Don’t worry about the sscanfWrapper() function. It is just a wrapper which calls sscanf() with the correct no. of arguments. The following code fragment shows how it works:


int CStringEx::sscanfWrapper( int numArgs, LPCTSTR format, void **p )
{
switch ( numArgs )
{
case 0: return 0;
case 1: return _stscanf( m_pchData, format, ADD_ARGS_1 );

case 9: return _stscanf( m_pchData, format, ADD_ARGS_9 );
case 10: return _stscanf( m_pchData, format, ADD_ARGS_10 );
}

// When extending max. no. of arguments [CSTRINGEX_SCANF_MAX_ARGS],
// this function must be updated!
ASSERT( !TRUE );
return 0;
}

The macros ADD_ARGS_1 … ADD_ARGS_10 expand the variable arument list:


#define ADD_ARGS_1 p[0]
#define ADD_ARGS_2 p[0], p[1]

When the number of arguments is not known, we extract that information from the format string. Note that the algorithm I use is very basic and will not work for all possible cases. However, most of the time all you want to do is scan a simple value from the string.

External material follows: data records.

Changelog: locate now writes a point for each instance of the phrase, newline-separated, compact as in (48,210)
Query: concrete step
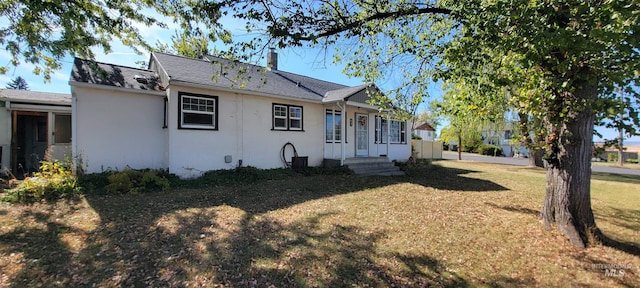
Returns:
(373,166)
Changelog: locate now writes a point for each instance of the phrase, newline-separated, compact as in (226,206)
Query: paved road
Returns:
(524,162)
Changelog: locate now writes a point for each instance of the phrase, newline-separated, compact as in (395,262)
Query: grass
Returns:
(452,224)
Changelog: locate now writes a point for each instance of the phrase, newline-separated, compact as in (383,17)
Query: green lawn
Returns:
(453,224)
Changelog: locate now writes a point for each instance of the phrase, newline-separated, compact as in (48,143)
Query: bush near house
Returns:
(489,149)
(53,181)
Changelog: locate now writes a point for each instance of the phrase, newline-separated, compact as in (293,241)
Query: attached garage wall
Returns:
(115,130)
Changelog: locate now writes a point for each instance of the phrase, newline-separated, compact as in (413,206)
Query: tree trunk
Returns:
(567,202)
(532,157)
(459,146)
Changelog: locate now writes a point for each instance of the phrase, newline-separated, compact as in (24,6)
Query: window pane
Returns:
(63,129)
(296,124)
(196,118)
(329,126)
(338,126)
(296,112)
(280,123)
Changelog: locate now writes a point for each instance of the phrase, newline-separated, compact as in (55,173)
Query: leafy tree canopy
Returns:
(18,84)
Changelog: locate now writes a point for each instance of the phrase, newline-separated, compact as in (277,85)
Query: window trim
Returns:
(333,114)
(287,118)
(380,132)
(188,126)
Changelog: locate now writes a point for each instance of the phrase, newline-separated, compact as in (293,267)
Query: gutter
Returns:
(240,91)
(116,89)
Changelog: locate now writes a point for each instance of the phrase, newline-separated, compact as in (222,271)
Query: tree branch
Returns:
(377,16)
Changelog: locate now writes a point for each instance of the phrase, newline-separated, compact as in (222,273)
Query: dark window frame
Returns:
(194,126)
(287,118)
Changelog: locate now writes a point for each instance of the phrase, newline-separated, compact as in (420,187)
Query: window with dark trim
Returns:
(197,111)
(333,126)
(397,131)
(287,117)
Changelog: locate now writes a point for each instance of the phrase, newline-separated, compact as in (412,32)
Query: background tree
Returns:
(43,33)
(578,51)
(18,84)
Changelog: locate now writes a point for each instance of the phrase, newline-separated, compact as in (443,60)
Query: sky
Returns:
(300,60)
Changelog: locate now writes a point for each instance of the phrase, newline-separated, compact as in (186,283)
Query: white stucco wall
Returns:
(244,133)
(5,135)
(399,152)
(116,129)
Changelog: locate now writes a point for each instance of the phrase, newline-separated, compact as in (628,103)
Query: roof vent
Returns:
(272,59)
(141,79)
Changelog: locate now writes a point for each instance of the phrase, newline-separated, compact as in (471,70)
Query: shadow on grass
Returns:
(219,235)
(442,178)
(515,208)
(632,179)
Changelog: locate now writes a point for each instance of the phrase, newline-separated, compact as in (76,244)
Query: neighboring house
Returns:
(194,115)
(33,126)
(425,131)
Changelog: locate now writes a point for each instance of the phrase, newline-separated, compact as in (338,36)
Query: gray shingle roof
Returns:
(425,126)
(88,71)
(35,97)
(341,94)
(221,73)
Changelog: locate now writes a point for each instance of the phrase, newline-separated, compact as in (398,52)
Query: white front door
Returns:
(362,135)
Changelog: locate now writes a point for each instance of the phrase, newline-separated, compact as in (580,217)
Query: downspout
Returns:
(388,132)
(342,131)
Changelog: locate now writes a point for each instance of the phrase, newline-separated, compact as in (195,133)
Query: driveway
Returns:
(524,162)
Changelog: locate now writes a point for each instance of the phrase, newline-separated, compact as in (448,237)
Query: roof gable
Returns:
(217,72)
(35,97)
(91,72)
(425,126)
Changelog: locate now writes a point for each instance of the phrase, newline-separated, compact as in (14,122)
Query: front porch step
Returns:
(373,166)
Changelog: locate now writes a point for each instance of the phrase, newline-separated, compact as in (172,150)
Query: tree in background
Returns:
(18,84)
(575,52)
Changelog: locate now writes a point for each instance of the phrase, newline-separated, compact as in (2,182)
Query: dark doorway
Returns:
(30,141)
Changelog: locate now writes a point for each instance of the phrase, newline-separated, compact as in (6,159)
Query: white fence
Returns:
(427,149)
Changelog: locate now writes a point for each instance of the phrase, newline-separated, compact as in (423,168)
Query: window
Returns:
(287,117)
(397,131)
(62,129)
(333,126)
(197,111)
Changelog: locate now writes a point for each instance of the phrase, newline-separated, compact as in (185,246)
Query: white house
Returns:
(33,126)
(194,115)
(425,131)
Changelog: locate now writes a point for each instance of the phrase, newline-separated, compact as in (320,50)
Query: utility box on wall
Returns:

The format specifier string is parsed in the following way:

  1. Two consecutive percent characters (“%%”) are ignored (they represent the percentage character).
  2. If an asterix follows immediatelly to a percentage character (“%*”), then the field is scanned, but not stored.
  3. In all other cases, when a percentage character appears, an argument from the stack is retrieved and stored.


int CStringEx::Scanf( LPCTSTR format, … )
{
int numArgs;
int numScanned;
void *argPointer[CSTRINGEX_SCANF_MAX_ARGS];
va_list arglist;
LPTSTR currBuff;
_TXCHAR currChar;

numArgs = 0;
currBuff = _tcschr( format, _TXCHAR( ‘%’ ) );
if ( currBuff == NULL )
{
// No valid format specifier!
ASSERT( !TRUE );
return 0;
}

va_start( arglist, format );
{
do
{
// Move pointer to next character
currBuff = _tcsinc( currBuff );
currChar = _TXCHAR( *currBuff );

if ( currChar == NULL )
{
// End of string
// -> processing will stop!
}
else if ( currChar == _TXCHAR( ‘*’ ) )
{
// “%*” suppresses argument assignment
// -> do not get argument from stack!
}
else if ( currChar == _TXCHAR( ‘%’ ) )
{
// “%%” substitutes “%” character!
// -> do not get argument from stack!
// -> Increment to next character

currBuff = _tcsinc( currBuff );
}
else
{
if ( numArgs >= CSTRINGEX_SCANF_MAX_ARGS )
{
// This function can only handle
// <CSTRINGEX_SCANF_MAX_ARGS> (10) arguments!
ASSERT( !TRUE );
return 0;
}

argPointer[numArgs++] = va_arg( arglist, void * );
}

currBuff = _tcschr( currBuff, _TXCHAR( ‘%’ ) );

} while ( currBuff != NULL );
}
va_end( arglist );

// Call sscanf with correct no. of arguments
numScanned = sscanfWrapper( numArgs, format, argPointer );

return numScanned;
}

Remarks

  • The maximum no of variable arguments the Scanf functions can handle is defined as a constant
    CSTRINGEX_SCANF_MAX_ARGS (currently 10). If this is a limitation for you, just increase the constant and adapt the sscanfWrapper() function. The reason I used the constant is that I do not have to allocate/free any memory.
  • The code should work with SBCS, MBCS and UNICODE. However I haven’t tested the UNICODE version.
  • When you move the mouse on a CString object while debugging, a popup window occurs
    showing the current value of the object. In order to have the same effect for a CStringEx object do the following:
    1. Open file ~CommonMSDev98Binautoexp.dat, where ~ is
      the path of your Developer Studio installation.
    2. Goto section [AutoExpand] and add the following line:

      CStringEx =<m_pchData,st>

Note 1: You have to restart developer studio after saving the changed file.

Note 2: This very handy file is described in detail in Ramon de Klein’s article
Tune the debugger using AutoExp.dat

Downloads

The source files contain only the above described funtions and cannot be used
as a replacement for CString. Personally, I use Zafir Anjum’s
CString Extension class which can be found at www.codeguru.com.
So if you want a complete working example, you should download his class and add my functions to it.